Eventually Cornelius is allowed to share a session with Anglesey during an important part of the mission, involving the seeding of Jupiter with a select group of female creatures similar to Joe in physiology, but with no higher intellect. As Joe, Anglesey is to conduct an experiment to determine if the planet can sustain artificial life by means of him mating with the creatures to form a new race. During this session, Cornelius becomes aware of a third mind – that of Joe himself.

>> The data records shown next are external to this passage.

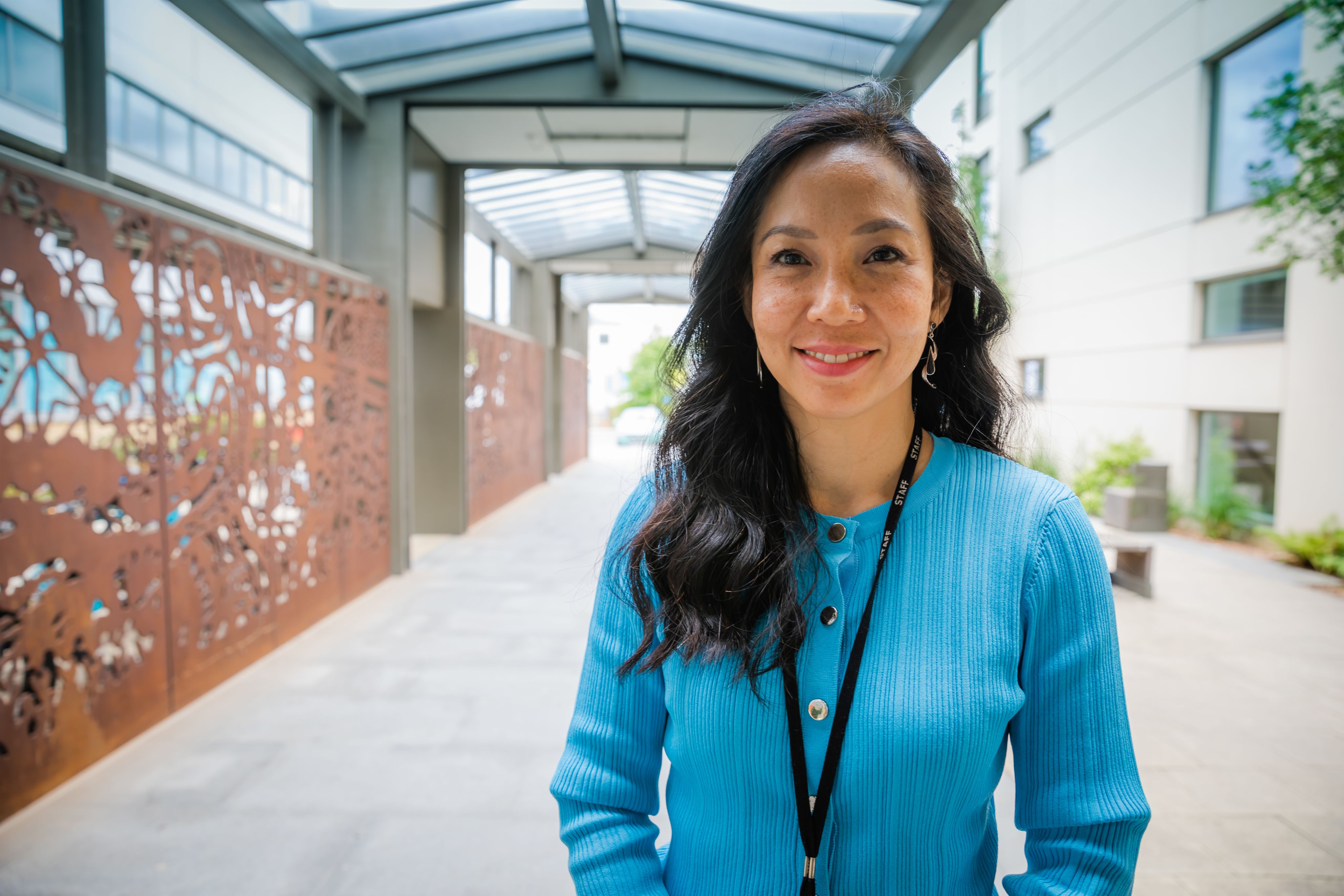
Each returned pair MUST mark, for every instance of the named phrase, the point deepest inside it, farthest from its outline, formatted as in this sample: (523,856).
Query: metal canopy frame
(554,213)
(791,44)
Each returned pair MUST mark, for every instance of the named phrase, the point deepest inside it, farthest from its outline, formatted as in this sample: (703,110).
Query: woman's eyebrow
(788,230)
(882,223)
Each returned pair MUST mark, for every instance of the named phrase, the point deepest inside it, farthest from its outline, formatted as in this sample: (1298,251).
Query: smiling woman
(836,719)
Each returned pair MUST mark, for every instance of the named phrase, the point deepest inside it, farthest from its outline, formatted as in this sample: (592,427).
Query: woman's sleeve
(608,780)
(1079,793)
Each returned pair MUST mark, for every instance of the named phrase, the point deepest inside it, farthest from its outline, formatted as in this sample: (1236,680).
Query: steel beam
(632,189)
(607,41)
(943,30)
(260,38)
(578,82)
(87,91)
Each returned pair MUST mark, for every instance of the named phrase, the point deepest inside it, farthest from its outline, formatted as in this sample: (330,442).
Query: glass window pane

It quickly becomes apparent that Anglesey's mind has been steadily transforming itself into Joe's and shrinking in the process. Cornelius was looking at the problem from the wrong end – it was not Anglesey's fear of going to Jupiter and becoming sublimated into Joe's stronger character which was causing the blowouts, but his fear of leaving Jupiter and the freedom Joe's whole and healthy, though non-human, body allows him. Anglesey's existence is poor and constricted compared to Joe's, and the environment has shaped a personality that no longer wants to be human.

Before the connection can be severed, Joe gains self-awareness and realizes that he is being watched. Forcing Cornelius out of his telepathic loop, the creature gathers up his pack and flees into the wilderness far from where the station can find them.

Cornelius revives on the station next to Anglesey's now brain-dead body. Far from being dismayed, he realizes that Anglesey was very happy to be subsumed into Joe. He speculates that in the future people with similarly damaged bodies, and even the very advanced in age, will be specifically chosen to merge with Jovian bodies and abandon their humanity, if only for the chance to live healthy and uncomplicated lives as simple animals.

== Adaptations ==
A comic book adaptation of Call Me Joe appeared in issue 4 of Starstream, 1976 (script by George Kashdan, art by Adolfo Buylla).

The premise of a paraplegic man whose mind remotely controls an alien body and who chooses to fully merge with it also appears in James Cameron's 2009 film Avatar, similar enough for some critics to have called for Anderson to receive credit.